On the long run, it was found (as displayed in the second panel of Table 4 that variability in rainfall level and CO2 emission levels were affecting the levels of rice yield in Nigeria over the period in review. The slope coefficient estimates of the natural logs of rainfall (2.614 at p<0.10) and that of CO2 emission levels (-0.181 at p<0.05) were significantly influencing the variations in yields of rice in the economy positively and negatively respectively. Thus, while rainfall increase was associated with increase in yield of rice, we found that increase in the emission levels of CO2 in Nigerian atmosphere during the period in review was associated with yield reduction in Nigerian rice farms. Another factor which acted against the increase in rice yield growth in the study on the long run is increase in price of rice. This probably affected the yield in form of increase in price of rice seeds planted when rice prices increased since we understand from price theory that increase in price do send signals to suppliers to boost their productivity and supply.
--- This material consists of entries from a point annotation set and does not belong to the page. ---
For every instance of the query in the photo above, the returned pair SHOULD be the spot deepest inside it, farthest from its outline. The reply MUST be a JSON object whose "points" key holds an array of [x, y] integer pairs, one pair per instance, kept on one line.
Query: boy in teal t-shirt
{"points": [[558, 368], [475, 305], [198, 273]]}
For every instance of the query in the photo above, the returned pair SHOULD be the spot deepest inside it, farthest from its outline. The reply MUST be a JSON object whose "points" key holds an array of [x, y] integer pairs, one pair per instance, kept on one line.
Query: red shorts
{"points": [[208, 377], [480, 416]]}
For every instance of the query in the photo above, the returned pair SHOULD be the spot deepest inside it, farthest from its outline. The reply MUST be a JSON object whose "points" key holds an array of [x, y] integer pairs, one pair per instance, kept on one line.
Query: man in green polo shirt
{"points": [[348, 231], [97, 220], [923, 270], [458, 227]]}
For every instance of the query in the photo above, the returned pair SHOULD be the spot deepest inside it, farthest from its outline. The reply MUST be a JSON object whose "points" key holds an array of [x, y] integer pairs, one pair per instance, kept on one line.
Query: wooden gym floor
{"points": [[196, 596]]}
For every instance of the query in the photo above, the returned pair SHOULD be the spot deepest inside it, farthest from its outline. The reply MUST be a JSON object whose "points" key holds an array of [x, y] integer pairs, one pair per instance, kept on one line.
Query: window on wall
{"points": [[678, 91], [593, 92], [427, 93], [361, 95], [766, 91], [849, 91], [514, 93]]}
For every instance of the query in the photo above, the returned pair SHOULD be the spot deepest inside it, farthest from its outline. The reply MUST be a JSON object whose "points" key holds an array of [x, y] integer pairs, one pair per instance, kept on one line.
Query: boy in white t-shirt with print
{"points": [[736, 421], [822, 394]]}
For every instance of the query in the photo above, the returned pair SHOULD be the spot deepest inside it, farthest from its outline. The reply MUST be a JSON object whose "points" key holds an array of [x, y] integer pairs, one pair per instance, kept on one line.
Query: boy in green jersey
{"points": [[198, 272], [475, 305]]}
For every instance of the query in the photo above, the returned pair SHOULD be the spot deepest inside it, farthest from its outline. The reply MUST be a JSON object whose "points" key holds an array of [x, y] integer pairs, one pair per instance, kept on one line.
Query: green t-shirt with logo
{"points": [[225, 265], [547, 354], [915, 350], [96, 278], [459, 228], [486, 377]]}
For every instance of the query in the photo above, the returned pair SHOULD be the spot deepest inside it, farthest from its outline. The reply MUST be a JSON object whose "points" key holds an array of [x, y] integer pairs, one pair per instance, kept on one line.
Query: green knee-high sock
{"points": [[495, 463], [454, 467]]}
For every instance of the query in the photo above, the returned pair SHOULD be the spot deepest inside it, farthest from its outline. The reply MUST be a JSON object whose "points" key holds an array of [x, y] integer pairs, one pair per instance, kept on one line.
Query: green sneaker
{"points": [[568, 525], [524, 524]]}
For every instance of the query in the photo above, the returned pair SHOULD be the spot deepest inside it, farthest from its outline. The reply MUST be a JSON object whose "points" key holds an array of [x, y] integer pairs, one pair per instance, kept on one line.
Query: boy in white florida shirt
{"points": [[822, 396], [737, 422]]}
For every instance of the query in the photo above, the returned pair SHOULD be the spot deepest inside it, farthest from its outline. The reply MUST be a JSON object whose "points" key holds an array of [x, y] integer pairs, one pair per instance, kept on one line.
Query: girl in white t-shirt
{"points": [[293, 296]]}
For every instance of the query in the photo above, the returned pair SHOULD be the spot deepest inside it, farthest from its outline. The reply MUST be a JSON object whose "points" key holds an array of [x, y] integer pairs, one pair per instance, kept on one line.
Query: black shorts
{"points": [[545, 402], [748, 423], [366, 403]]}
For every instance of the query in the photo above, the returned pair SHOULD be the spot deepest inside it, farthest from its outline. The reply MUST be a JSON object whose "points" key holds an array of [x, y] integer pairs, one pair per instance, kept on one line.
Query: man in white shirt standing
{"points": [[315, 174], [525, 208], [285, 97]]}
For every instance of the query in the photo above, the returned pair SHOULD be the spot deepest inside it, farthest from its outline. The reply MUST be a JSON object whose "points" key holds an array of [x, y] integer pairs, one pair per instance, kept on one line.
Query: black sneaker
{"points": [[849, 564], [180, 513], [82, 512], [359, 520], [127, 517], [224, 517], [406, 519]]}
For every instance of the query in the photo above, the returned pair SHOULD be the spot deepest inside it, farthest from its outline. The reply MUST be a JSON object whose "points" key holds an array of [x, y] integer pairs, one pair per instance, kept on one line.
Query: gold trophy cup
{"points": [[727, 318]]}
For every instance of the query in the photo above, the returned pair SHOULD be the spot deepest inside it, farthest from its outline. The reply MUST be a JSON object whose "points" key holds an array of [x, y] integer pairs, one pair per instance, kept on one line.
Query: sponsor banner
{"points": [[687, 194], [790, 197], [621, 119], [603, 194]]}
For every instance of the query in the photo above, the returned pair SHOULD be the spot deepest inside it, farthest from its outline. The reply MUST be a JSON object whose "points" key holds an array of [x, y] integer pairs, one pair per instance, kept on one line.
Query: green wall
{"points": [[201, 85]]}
The estimated slope coefficient of this variable (price) was -0.220 at p<0.01. Contrary to the effect of pesticide application outcome in our study for the short run which indicated a significant negative effect on rice yield we found that on the long-run pesticide application in rice farms exerted a positive (coefficient = 0.076) significant (p<0.05) effect on rice yield in the country [22]. Similarly, increase in arable land allocation to rice farming whose slope coefficient estimate was 0.240 indicated a significant (p<0.10) positive effect on the yield of rice in the study. Since we used natural log of both the dependent and independent variables our reported slope coefficients equally represented elasticities of the means.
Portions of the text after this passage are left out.